Китри отвернулась и отошла от дома.
– Спасибо, Китри. Подождем минутку – они опять откроются.
– Значит, ты ей отдал в распоряжение дом и содержишь её?
– Ну да, закон разрешает, договор подписан.
– А ты знаешь, что такие вот ситуации часто кончаются возвращением в тюрьму, а в части случаев – совсем плохо.
– Слыхал, да. Но есть и другие варианты.
– Двадцать семь процентов.
– Мне вполне достаточно.
– Шикарно ответил, понимаю тебя. Конечно, само решение пойти в операцию без связи и внешнего контроля вопиет, так сказать, о героизме. Но что это за награда такая? Дом-тюрьма? Как тебе разрешили держать эту дикую при себе? Такие риски! Что происходит, а?
– Сам удивляюсь, – ответил Паолиньо, – я только попросил, а решали судьи.
– Ты только попросил – и они согласились, да?
– Ну да.
– Врешь как сивый мерин!
– Не знаю ничего про мерина. Кто это?
– Птица такая, в Африке живет. Питается сивками.
– Если бы питалась сивками, то была бы сивкин мерин, или сивкинский мерин, а раз сивый мерин, то, скорее всего, питается сивами.
– Да, точно, извини. Сивами питается, сивыми меринами – ловит их на пальмах, как дураков, и съедает.
– Нет птиц таких, говорю как специалист.
– Нет, есть! Вот тут один экземпляр на стуле присел. Не знает, что мерин – это конь, который не может дать потомства.
– Даже среди коней уже есть продвинутые мужчины, – сказала Китри.
– Неплохо, Китри, – заметил Алекзандер.
– С мерином – это ты совсем мимо, – сказал Паолиньо.
– Ну, рад за тебя, – засмеялся Алекзандер.
Стекла двинулись в обратную сторону и Паолиньо встал и пошел к решетке. Элиастелла увидела, вышла из-за рояля и подошла к нему с другой стороны.
Они пошептались, и Паолиньо вернулся к столу: – Эли разрешила сказать вам, что она беременна.
Алекзандер ошарашенно переводил взгляд с Паолиньо на устраивающуюся за роялем Элиастеллу.
– Вот это да!
– Поздравляю, – тихо сказала Китри.
– Гиногенез?
– Алекзандер, ты очень осведомлен, но нам всё равно, мы с Эли очень счастливы.
– Если да, то третий случай!
– Балансер дал согласие, так что всё в порядке, не переживай, – весело сказал Паолиньо.
– Теперь понятно. Но в любом случае тебе надо быть осторожным. Ты, когда заходишь, надеюсь, соблюдаешь все меры предосторожности?
– Это запрещено.
– Понятно, что запрещено, Паолиньо, не валяй дурака.
– Нет, говорю тебе. Не заходил и не захожу.
– В смысле? Что?! Боже мой. Как это? То есть это, значит, с того дня? А?
– Без комментариев.
– С одного раза? Ну, ты орёл! Партенку с первого раза!
– Пошло, – сказала Китри.
– Насчёт мерина – беру свои слова обратно.
– Перестань, Алекзандер. Я сделал ей предложение.
– О-о-о!
– Она не будет больше портить себе биографию.
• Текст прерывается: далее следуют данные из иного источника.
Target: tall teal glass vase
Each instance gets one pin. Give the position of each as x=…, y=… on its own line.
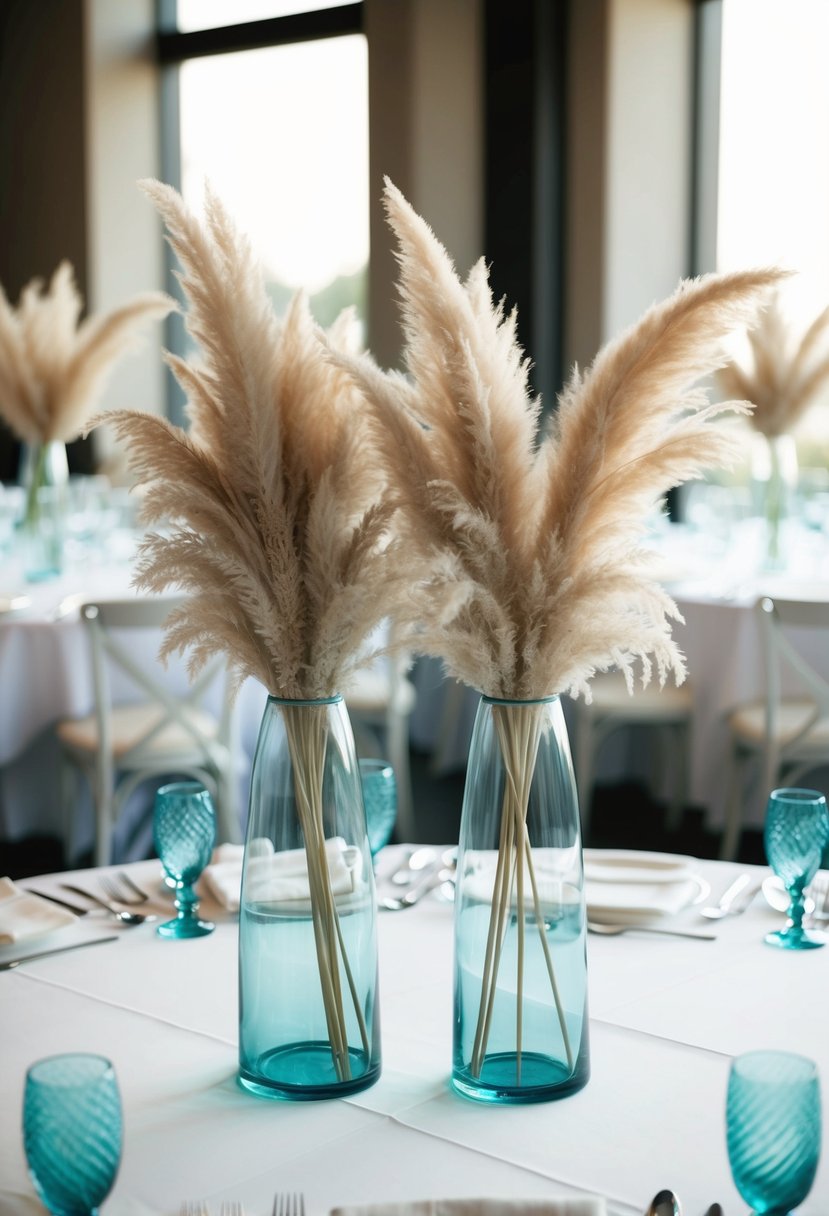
x=309, y=1019
x=44, y=477
x=520, y=957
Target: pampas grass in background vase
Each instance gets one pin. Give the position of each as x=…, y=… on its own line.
x=277, y=524
x=52, y=371
x=539, y=580
x=783, y=373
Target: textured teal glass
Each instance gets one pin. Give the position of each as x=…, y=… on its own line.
x=520, y=958
x=795, y=834
x=773, y=1129
x=309, y=1019
x=379, y=798
x=72, y=1131
x=184, y=834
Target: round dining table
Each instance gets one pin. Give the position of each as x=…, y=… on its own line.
x=666, y=1018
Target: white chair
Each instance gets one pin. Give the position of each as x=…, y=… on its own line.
x=119, y=746
x=789, y=735
x=381, y=698
x=667, y=710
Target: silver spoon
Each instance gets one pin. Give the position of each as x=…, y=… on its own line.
x=729, y=901
x=664, y=1203
x=130, y=918
x=613, y=930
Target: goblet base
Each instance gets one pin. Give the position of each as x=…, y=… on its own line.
x=796, y=939
x=185, y=927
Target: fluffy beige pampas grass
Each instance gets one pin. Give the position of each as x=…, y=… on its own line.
x=276, y=500
x=783, y=372
x=542, y=534
x=52, y=370
x=276, y=522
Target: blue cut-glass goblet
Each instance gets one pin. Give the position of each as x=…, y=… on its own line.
x=72, y=1131
x=773, y=1129
x=184, y=832
x=379, y=797
x=796, y=831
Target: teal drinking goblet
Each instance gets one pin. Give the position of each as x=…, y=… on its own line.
x=773, y=1129
x=379, y=797
x=184, y=832
x=72, y=1131
x=796, y=831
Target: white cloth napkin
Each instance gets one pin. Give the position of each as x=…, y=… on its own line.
x=24, y=915
x=625, y=887
x=586, y=1205
x=278, y=877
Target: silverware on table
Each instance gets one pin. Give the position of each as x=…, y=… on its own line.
x=65, y=904
x=612, y=930
x=129, y=918
x=664, y=1203
x=288, y=1204
x=117, y=889
x=734, y=899
x=55, y=950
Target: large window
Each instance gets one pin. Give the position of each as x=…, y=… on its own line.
x=281, y=133
x=765, y=163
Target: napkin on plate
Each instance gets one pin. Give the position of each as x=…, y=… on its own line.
x=24, y=915
x=278, y=876
x=586, y=1205
x=622, y=887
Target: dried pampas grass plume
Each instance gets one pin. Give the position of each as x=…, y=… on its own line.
x=783, y=373
x=52, y=370
x=276, y=502
x=541, y=535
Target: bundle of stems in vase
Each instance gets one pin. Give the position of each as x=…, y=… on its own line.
x=277, y=521
x=539, y=529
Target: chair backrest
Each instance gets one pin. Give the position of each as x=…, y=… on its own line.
x=784, y=659
x=148, y=614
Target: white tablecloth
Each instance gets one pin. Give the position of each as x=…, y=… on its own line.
x=666, y=1017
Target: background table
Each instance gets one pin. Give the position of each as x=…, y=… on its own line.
x=666, y=1017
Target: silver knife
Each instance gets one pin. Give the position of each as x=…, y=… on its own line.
x=55, y=950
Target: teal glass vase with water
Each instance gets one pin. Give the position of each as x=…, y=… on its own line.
x=309, y=1019
x=520, y=958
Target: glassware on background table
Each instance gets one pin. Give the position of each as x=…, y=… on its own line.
x=796, y=832
x=379, y=797
x=72, y=1131
x=773, y=1129
x=184, y=833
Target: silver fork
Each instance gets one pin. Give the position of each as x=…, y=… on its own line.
x=122, y=889
x=287, y=1203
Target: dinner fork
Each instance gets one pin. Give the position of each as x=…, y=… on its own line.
x=288, y=1204
x=122, y=889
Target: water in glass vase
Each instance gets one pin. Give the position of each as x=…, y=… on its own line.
x=531, y=1053
x=276, y=956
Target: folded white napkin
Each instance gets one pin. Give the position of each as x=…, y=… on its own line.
x=586, y=1205
x=278, y=877
x=24, y=915
x=624, y=887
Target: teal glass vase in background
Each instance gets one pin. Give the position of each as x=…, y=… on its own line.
x=773, y=1129
x=795, y=834
x=309, y=1019
x=72, y=1131
x=520, y=958
x=184, y=834
x=379, y=798
x=44, y=478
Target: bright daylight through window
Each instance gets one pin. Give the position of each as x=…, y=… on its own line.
x=282, y=136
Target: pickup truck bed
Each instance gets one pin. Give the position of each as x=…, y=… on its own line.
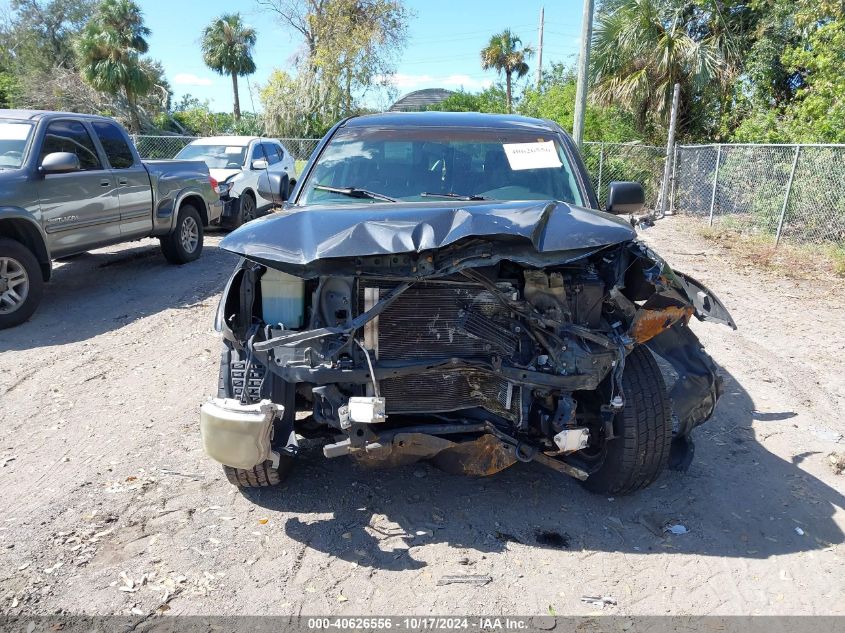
x=70, y=183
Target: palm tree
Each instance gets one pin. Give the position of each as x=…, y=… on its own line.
x=504, y=54
x=227, y=49
x=110, y=50
x=642, y=48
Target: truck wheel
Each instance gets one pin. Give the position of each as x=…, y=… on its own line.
x=637, y=456
x=260, y=475
x=184, y=243
x=21, y=283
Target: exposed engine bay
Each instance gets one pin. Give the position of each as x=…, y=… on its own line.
x=471, y=359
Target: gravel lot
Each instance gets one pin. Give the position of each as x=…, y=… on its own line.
x=108, y=505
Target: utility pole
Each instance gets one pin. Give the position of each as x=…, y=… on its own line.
x=583, y=68
x=540, y=50
x=670, y=151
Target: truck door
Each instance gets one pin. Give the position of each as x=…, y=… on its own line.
x=80, y=209
x=258, y=164
x=133, y=181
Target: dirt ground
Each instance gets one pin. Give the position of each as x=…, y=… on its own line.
x=108, y=505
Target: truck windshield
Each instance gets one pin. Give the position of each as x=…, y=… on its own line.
x=424, y=163
x=13, y=140
x=215, y=156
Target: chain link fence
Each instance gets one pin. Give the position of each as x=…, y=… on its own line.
x=790, y=192
x=151, y=147
x=608, y=162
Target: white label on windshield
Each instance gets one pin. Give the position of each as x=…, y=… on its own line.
x=532, y=155
x=14, y=131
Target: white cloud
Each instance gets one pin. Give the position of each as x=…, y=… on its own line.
x=466, y=82
x=411, y=82
x=188, y=79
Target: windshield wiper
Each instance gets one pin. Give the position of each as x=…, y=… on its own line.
x=456, y=196
x=355, y=192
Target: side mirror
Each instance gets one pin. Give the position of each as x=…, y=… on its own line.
x=273, y=186
x=625, y=197
x=59, y=163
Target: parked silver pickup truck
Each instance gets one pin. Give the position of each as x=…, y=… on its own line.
x=71, y=183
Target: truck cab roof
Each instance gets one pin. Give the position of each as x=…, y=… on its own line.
x=37, y=115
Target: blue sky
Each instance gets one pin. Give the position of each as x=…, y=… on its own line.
x=445, y=38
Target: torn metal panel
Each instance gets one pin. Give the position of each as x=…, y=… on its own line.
x=356, y=230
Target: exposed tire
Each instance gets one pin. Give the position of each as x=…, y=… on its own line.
x=260, y=475
x=184, y=243
x=640, y=452
x=21, y=283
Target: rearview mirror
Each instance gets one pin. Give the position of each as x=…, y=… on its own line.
x=625, y=197
x=273, y=186
x=59, y=163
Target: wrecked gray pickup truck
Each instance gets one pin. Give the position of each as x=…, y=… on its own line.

– Ты чокнулся, чокнулся. А что у неё в прошлом?
– Неужели, Паолиньо, вы будете обсуждать с чужим человеком детали биографии вашей будущей жены?
– Дорогая Китри, – сказал Алекзандер, – так бывает у старых отсталых обезьян. Называется: мужская дружба. Он мне не чужой, не как у подружек-сестрёнок, до первого дележа, представьте себе: он родной мне человек.
– Может, – сказала Китри, – роднее жены?
– Это второй мяч в твои ворота, согласись, Алекзандер.
– Хорошо, пусть побеждает. Я люблю её победительницей. Так что там с послужным списком? Или мне самому запросить информацию?
– Она отсидела десять лет с переустройством при Робмэне Втором.
– То есть это ещё тогда? И не помогло?! Такой страшный рецидив? Это сколько же ей лет, этой школьнице?
– У дам этого не спрашивают. Неважно на самом деле, она всё равно как ребенок.